Although she was unwilling to talk to them, she did open up to the therapist they found for her, revealing that she had been raped by an acquaintance.
"I had held that secret," said Haag, now 32 and living in St Paul. "I was a child, I didn't have resources to process the trauma. The therapist taught me skills to manage my PTSD symptoms and that saved my life. I hate that I was raped, but it gave me an opportunity for more self-awareness, healing, growth."
As it turns out, Haag's experience of growth born of trauma might be more mainstream than miraculous.
A traumatic experience — especially one that is ongoing or historical — can result in post-traumatic stress disorder or PTSD. But many people who experience a traumatic event come out with what psychologists call PTG, post-traumatic growth.
A review of 26 post-traumatic growth studies published in the Journal of Affective Disorders found that about half of the people who experienced traumatic events reported "a moderate-to-high growth response."

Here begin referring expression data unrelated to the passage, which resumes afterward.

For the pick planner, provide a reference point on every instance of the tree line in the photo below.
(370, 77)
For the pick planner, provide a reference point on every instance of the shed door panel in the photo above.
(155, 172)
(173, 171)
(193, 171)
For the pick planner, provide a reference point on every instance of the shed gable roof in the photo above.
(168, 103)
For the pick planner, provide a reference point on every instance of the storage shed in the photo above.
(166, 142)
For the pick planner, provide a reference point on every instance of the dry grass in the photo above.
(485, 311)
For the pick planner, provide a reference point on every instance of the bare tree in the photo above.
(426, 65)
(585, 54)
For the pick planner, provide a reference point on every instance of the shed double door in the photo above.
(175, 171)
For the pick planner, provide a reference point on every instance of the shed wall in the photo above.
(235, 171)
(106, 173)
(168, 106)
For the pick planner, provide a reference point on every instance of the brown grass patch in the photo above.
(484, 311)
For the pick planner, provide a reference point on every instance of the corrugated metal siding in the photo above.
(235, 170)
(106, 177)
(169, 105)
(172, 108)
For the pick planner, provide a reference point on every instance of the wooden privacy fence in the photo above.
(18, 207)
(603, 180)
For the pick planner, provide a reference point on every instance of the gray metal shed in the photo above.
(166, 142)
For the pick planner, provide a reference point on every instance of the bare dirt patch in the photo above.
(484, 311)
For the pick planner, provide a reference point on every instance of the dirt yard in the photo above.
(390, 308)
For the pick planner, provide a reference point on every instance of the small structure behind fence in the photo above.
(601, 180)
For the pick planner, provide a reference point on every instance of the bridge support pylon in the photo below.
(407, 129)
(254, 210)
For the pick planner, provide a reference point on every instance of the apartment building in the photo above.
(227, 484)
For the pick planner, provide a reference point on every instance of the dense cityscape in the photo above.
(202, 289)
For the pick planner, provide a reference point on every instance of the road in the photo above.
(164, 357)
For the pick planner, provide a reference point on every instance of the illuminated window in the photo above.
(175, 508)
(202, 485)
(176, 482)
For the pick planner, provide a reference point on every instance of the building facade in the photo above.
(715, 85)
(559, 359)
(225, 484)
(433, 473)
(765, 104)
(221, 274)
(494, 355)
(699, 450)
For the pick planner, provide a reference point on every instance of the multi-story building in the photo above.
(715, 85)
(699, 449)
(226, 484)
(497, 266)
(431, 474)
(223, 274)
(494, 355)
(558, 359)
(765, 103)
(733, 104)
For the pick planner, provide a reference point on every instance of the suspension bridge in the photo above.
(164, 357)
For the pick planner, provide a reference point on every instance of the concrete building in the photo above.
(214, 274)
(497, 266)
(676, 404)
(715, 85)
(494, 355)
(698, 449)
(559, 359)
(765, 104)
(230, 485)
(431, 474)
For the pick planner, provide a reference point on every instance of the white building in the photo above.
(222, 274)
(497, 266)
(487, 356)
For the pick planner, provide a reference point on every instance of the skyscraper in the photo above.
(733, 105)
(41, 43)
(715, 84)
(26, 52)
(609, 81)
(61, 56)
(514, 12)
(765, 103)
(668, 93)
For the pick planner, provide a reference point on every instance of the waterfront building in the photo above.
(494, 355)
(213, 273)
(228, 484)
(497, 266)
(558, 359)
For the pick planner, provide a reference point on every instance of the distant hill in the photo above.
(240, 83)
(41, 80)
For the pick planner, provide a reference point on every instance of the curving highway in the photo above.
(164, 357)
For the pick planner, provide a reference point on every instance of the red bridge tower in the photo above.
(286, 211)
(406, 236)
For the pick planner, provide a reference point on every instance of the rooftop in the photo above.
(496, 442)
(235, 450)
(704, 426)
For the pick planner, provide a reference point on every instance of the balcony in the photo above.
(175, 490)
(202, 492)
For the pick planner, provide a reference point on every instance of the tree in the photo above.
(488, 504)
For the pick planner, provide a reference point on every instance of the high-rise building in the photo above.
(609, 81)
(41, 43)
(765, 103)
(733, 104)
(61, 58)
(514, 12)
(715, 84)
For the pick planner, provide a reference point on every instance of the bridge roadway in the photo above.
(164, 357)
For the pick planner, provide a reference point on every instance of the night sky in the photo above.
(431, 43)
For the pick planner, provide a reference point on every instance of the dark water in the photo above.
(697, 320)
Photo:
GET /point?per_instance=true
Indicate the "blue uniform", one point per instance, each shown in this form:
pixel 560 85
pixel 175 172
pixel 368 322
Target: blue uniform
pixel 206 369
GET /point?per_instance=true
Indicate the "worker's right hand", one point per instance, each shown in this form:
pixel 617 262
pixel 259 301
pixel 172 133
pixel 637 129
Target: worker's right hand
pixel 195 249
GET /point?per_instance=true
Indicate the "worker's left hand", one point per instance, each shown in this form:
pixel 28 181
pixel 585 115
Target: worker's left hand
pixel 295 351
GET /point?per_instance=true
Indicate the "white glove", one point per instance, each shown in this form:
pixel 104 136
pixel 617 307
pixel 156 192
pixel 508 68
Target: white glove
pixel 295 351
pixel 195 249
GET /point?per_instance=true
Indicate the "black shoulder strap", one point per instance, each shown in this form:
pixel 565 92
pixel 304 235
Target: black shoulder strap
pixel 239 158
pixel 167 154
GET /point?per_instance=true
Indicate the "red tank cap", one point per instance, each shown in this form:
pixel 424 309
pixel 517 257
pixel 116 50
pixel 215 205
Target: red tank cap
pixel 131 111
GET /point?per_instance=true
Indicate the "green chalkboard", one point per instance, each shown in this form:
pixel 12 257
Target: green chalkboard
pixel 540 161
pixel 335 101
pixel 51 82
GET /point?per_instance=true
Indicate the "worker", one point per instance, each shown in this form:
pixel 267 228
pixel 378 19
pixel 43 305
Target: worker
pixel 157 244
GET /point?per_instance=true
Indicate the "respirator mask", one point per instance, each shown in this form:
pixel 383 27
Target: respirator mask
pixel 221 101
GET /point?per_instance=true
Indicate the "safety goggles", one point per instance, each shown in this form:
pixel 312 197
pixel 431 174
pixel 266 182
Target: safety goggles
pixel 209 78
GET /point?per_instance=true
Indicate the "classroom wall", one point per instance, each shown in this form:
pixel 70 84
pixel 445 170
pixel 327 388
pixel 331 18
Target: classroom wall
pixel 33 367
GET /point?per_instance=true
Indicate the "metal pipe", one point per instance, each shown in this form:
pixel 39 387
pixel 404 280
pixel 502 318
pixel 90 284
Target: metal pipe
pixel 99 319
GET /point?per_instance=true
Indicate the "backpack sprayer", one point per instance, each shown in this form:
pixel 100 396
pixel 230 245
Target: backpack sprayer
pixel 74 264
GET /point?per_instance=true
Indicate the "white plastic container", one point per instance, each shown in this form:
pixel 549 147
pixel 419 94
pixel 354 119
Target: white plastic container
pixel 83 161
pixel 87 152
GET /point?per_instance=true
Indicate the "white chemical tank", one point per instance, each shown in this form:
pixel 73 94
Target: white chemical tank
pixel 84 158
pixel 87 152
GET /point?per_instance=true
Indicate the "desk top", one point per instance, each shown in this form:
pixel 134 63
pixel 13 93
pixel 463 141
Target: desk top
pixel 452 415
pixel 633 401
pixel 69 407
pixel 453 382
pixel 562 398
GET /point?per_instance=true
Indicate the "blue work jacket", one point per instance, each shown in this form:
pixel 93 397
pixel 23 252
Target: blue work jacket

"The growth experience isn't the flip side, it coexists with the misery of trauma," said Richard Tedeschi, professor emeritus of psychology at the University of North Carolina at Charlotte. "It doesn't make everything great. People experienced something terrible and grieve the loss. But we have to pay attention to the whole picture. We have tended to look at the worst part and have ignored the other part."
A licensed therapist, Tedeschi and a colleague identified the post-traumatic growth concept in 1995, following a decade of research and clinical work with trauma survivors. Since then, they've continued their scholarly work on PTG, publishing books on the topic and training mental health professionals.